3. ELIGIBILITY FOR OFFICE
Members who are in good standing are eligible for election as Board Executive members, or Directors. Associate Members, Affiliate Members, Honorary Members and Corporate Member representatives are not eligible for positions as Board Executive members, or Directors of MENASASI.
4. VOTING RIGHTS
All members in good standing, except Affiliate Members, Student Members, Honorary Members, and Life Members whose class is Affiliate, or Honorary shall be entitled to vote.
Delegations authorizing a voting member to vote for an absent member shall be signed and submitted to the Secretary/Treasurer in advance of any meeting.
5. WAIVER OF CLAIM
Any member of MENASASI, who or which ceases to be a member for any cause, shall be deemed expressly to have waived all further right, title and interest of membership, and also expressly to have waived all claims to recover fees or charges paid to ISASI. By application for membership, each member expressly agrees to such waiver of claims.
6. REINSTATEMENT
Any member who has been removed from the MENASASI membership roll for non-payment of dues may be reinstated if reinstated as a member of ISASI in accordance with current ISASI policy.
7. REPRIMAND, SUSPENSION OR EXPULSION
A member of MENASASI shall be subject to reprimand, suspension or expulsion by the Board of Directors for unethical professional behavior contrary to the Code of Ethics and Conduct of ISASI. This shall be accomplished by majority vote of the Board.
ARTICLE IV INITIATION FEES, DUES AND ASSESSMENTS
1. INITIATION FEES
The initiation fee for Members, Associate Members, Affiliate Members and Corporate Members shall be determined by the Board of Directors.
2. DUES
Members of all classes, except Honorary and Life Members, shall pay annual dues on or before the first day of January each year. The annual dues shall be determined by the Board of Directors.
3. ADDITIONAL ASSESSMENT
Additional assessments, if required by unusual circumstances, may be levied by:
- The ISASI International Council.
- MENASASI Board.
4. CONTRIBUTIONS
In addition to the payment of annual dues and assessments, any member may make special contributions or gifts of money or property to MENASASI provided the acceptance of such a gift is approved by the Board.
5. FISCAL YEAR
The fiscal year of MENASASI is the calendar year.
6. COLLECTION OF DUES AND ASSESSMENTS
The International Council has the final responsibility for establishing and maintaining the policy relating to the collection of dues and assessments.
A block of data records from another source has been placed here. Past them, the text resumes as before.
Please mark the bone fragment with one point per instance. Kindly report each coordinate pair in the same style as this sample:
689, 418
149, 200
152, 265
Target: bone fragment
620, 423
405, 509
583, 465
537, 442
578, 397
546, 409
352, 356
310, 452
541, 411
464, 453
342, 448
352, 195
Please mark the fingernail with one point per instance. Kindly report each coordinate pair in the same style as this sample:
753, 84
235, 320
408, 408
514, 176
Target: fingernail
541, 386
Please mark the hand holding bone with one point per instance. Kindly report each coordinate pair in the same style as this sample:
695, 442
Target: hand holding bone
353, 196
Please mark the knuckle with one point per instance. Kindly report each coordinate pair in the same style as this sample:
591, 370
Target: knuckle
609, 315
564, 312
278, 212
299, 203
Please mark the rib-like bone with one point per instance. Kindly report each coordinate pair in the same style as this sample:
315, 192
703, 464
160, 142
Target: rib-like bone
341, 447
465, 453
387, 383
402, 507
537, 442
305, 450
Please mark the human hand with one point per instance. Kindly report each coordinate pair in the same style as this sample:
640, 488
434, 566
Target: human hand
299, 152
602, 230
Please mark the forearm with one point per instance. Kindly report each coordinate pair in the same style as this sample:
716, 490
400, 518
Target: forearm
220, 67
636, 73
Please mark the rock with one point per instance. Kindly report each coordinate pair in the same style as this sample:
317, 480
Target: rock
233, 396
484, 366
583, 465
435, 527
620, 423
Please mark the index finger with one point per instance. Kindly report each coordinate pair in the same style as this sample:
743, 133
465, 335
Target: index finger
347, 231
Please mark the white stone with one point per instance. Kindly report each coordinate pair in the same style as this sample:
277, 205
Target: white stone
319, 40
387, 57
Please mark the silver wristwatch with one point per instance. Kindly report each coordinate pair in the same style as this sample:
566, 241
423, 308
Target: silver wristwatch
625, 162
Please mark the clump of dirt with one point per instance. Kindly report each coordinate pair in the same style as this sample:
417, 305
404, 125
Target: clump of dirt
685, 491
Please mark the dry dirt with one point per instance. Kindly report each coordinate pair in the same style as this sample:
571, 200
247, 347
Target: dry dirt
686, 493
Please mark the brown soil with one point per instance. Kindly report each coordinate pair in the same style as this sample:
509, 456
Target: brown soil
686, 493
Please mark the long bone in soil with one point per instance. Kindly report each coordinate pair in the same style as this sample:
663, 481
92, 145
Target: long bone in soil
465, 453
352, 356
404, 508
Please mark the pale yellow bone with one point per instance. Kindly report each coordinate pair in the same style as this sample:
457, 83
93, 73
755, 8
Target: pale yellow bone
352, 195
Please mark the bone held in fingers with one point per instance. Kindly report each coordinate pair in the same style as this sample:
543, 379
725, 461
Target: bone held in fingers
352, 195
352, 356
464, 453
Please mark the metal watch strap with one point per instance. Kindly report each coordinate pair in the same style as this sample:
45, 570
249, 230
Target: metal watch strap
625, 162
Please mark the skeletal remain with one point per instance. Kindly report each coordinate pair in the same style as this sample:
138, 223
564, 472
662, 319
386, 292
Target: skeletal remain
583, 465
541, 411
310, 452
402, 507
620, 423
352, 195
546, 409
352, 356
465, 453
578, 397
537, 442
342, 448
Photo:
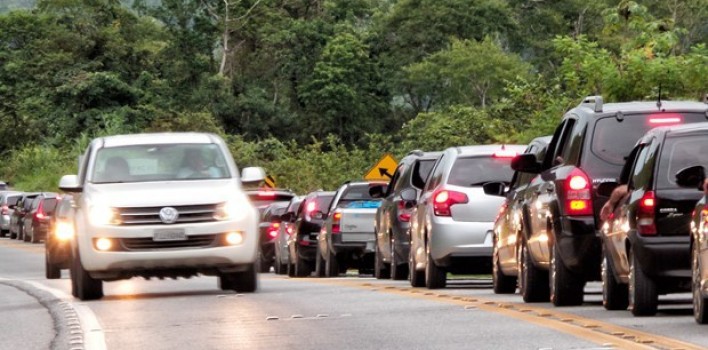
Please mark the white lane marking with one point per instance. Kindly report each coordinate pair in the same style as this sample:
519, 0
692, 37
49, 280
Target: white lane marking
94, 338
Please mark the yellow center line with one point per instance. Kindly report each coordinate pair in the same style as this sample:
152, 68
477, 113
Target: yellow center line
598, 332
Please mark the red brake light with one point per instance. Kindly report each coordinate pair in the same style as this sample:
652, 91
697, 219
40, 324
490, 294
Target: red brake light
646, 224
504, 154
578, 200
336, 217
665, 119
444, 199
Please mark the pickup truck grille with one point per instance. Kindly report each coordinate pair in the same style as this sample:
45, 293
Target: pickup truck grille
199, 241
151, 215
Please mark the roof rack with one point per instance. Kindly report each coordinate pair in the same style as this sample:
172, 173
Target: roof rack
593, 102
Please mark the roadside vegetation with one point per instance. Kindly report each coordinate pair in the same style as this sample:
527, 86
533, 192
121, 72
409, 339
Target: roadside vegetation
317, 90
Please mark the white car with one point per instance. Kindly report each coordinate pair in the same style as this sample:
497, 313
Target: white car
161, 205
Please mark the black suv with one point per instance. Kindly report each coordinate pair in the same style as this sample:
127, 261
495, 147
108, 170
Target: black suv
646, 241
508, 240
562, 211
393, 217
302, 244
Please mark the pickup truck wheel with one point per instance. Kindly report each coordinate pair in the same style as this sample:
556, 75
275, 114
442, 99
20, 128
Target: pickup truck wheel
435, 277
615, 295
700, 302
399, 271
643, 296
502, 284
87, 288
533, 282
331, 264
381, 270
51, 271
319, 263
566, 287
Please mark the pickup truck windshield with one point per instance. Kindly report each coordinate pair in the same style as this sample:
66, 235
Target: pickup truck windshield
172, 162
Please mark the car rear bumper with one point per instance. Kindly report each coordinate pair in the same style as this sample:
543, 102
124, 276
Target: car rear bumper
452, 239
580, 247
662, 256
218, 254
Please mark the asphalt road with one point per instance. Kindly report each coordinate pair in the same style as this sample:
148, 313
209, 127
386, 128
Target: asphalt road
343, 313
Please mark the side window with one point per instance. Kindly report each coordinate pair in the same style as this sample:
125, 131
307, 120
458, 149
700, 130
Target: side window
643, 169
436, 174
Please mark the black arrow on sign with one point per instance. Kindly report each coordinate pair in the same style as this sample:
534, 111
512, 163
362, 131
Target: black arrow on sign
384, 172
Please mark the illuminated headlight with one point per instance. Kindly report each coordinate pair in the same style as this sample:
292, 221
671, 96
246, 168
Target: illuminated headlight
234, 238
64, 231
103, 215
103, 244
231, 210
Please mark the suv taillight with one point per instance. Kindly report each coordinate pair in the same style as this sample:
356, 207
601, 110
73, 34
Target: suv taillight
646, 225
577, 194
336, 218
444, 199
404, 214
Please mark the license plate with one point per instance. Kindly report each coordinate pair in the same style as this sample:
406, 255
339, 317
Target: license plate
172, 234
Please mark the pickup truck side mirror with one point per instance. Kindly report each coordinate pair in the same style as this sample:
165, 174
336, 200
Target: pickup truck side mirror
377, 191
691, 177
526, 163
605, 189
494, 189
70, 183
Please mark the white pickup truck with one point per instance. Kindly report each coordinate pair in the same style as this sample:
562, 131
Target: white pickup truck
347, 237
161, 205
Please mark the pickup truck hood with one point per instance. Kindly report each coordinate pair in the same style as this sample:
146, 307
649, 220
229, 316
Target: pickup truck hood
172, 193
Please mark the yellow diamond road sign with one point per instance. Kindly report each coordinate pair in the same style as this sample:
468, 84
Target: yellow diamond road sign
383, 169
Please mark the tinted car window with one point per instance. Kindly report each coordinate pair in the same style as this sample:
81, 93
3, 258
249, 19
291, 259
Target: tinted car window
476, 171
679, 153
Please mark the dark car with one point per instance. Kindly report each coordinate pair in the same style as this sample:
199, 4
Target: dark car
302, 243
262, 198
280, 245
393, 218
57, 245
695, 177
507, 238
562, 208
36, 222
268, 228
646, 241
8, 201
24, 204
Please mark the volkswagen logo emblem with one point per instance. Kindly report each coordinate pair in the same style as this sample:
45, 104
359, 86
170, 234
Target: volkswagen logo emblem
169, 215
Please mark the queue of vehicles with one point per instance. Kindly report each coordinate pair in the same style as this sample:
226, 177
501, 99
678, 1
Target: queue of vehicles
611, 196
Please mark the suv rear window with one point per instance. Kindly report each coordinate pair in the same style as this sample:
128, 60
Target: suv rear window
476, 171
612, 140
679, 153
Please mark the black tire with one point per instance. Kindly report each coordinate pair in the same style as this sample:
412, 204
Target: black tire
381, 269
643, 295
435, 276
415, 277
331, 264
303, 268
700, 302
502, 284
615, 295
87, 288
566, 288
319, 263
242, 282
533, 282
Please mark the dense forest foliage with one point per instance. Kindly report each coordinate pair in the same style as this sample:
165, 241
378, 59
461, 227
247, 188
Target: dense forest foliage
316, 90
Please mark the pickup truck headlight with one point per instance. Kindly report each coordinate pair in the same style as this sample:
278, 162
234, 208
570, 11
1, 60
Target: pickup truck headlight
231, 210
103, 215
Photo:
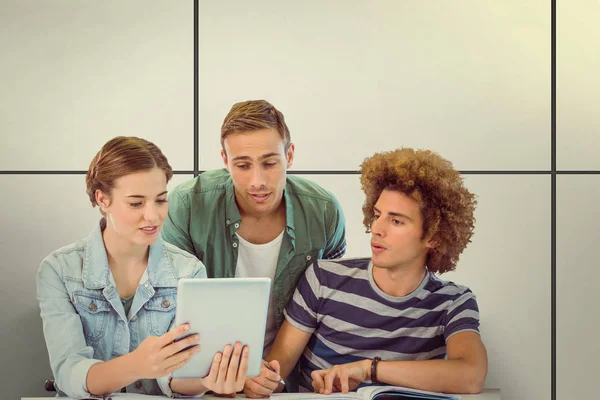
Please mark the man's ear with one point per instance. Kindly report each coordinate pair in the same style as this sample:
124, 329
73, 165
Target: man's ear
290, 155
224, 157
432, 242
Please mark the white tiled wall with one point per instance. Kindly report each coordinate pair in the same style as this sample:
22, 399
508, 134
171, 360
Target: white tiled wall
75, 74
469, 79
577, 84
578, 286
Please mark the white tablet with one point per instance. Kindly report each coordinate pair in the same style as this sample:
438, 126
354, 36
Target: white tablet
223, 311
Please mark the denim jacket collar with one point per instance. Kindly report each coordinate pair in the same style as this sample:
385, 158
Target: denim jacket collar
96, 273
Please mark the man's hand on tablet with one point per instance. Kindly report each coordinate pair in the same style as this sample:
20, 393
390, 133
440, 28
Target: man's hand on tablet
228, 370
266, 383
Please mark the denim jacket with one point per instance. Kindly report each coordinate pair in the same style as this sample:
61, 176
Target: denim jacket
84, 320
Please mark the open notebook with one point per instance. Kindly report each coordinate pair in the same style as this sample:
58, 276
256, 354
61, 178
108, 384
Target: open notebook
372, 393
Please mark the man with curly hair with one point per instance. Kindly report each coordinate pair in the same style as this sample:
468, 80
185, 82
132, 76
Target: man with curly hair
389, 319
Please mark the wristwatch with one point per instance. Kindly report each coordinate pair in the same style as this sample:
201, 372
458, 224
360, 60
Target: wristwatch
374, 369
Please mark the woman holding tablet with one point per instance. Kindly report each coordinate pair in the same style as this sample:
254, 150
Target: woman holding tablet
107, 301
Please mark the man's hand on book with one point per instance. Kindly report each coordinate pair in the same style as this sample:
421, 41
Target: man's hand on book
341, 378
266, 383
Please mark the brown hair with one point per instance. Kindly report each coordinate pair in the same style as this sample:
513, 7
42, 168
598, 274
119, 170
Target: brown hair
253, 115
122, 156
446, 205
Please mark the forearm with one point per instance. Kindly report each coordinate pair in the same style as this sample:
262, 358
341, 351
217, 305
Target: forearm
448, 376
110, 376
188, 387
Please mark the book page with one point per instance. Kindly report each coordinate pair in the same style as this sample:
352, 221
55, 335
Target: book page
368, 392
316, 396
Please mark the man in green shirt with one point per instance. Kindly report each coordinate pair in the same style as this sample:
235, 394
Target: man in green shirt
251, 219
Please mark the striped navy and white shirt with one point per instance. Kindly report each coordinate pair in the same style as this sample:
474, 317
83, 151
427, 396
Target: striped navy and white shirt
351, 319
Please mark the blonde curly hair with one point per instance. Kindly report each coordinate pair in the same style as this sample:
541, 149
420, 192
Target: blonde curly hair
446, 205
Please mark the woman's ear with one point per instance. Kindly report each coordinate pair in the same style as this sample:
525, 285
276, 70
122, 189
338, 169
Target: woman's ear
102, 200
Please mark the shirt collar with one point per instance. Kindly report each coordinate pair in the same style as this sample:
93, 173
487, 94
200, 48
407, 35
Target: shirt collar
232, 212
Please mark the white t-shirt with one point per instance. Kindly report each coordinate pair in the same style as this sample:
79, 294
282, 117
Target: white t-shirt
257, 261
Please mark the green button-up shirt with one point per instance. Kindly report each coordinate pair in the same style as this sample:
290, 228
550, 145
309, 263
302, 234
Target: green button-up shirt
203, 219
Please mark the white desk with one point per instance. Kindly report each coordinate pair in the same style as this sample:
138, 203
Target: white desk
487, 394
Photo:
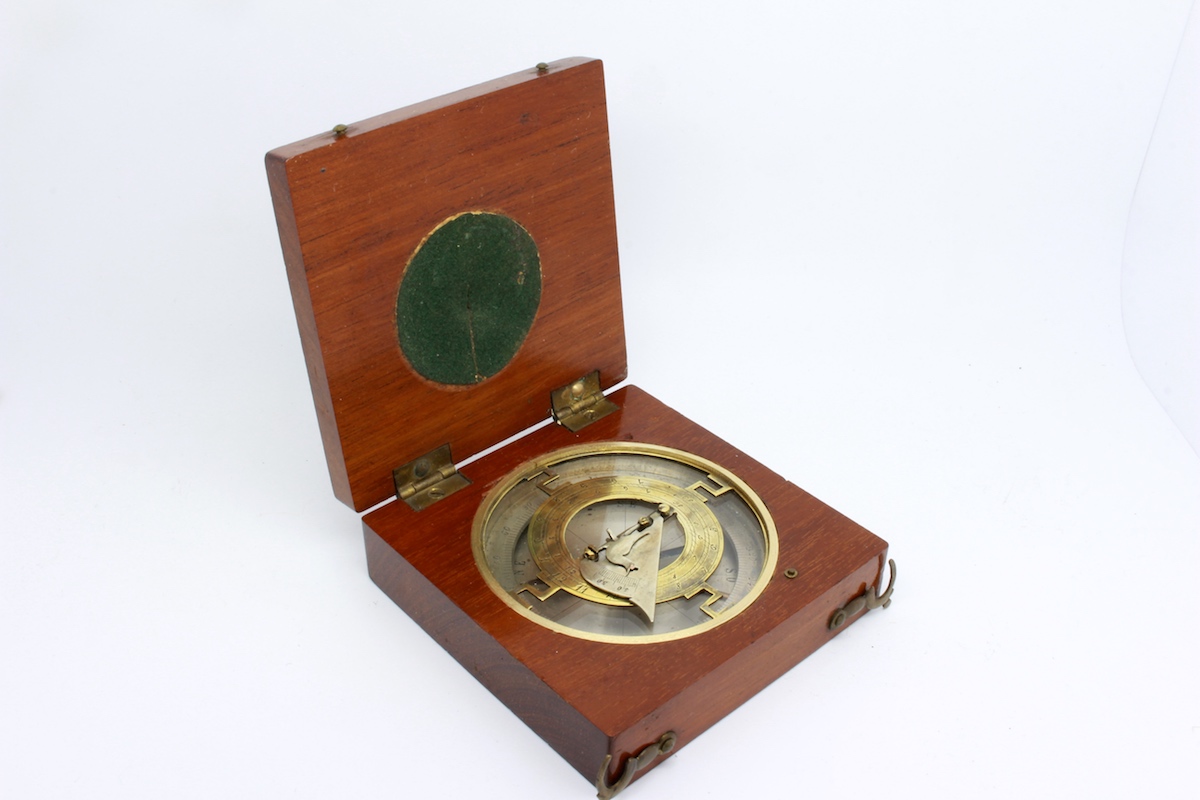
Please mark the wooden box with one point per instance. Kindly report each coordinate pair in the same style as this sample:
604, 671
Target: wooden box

However, when such action is desirable, the Council may delegate MENASASI the authority to collect monies owed to ISASI. This authority may be revoked at any time by the Council when such action is considered to be in the best interest of ISASI.
ARTICLE V BOARD OF DIRECTORS
1. GENERAL
The Governing body of MENASASI shall be known as the Board of Directors, referred to herein as the Board. It shall comprise five (5) Executives and a number of Directors. The Executives shall be made up of the Chairman, Vice Chairman, Treasurer, Secretary, and Executive Advisor. The Executive Advisor will be the immediate Past Chairman. MENASASI Board of Directors may be members of Accident Investigation Authorities, Civil Aviation Authorities, Airlines, and may also include representatives from the aviation industry confirming to Article 3.3 of the Bylaws
2. ELECTIONS AND APPOINTMENTS
The Chairman, Vice Chairman, Treasurer and Secretary shall be elected every three (3) years. A ballot shall be made available to the eligible voting membership upon the closing of nominations. A minimum of sixty (60) days shall elapse between the opening and closing of the voting period. The Executive Advisor shall be the immediate past Chairman in accordance with 5.1 of this Article. The Executive members shall serve a three-year term or until their successors are qualified and appointed.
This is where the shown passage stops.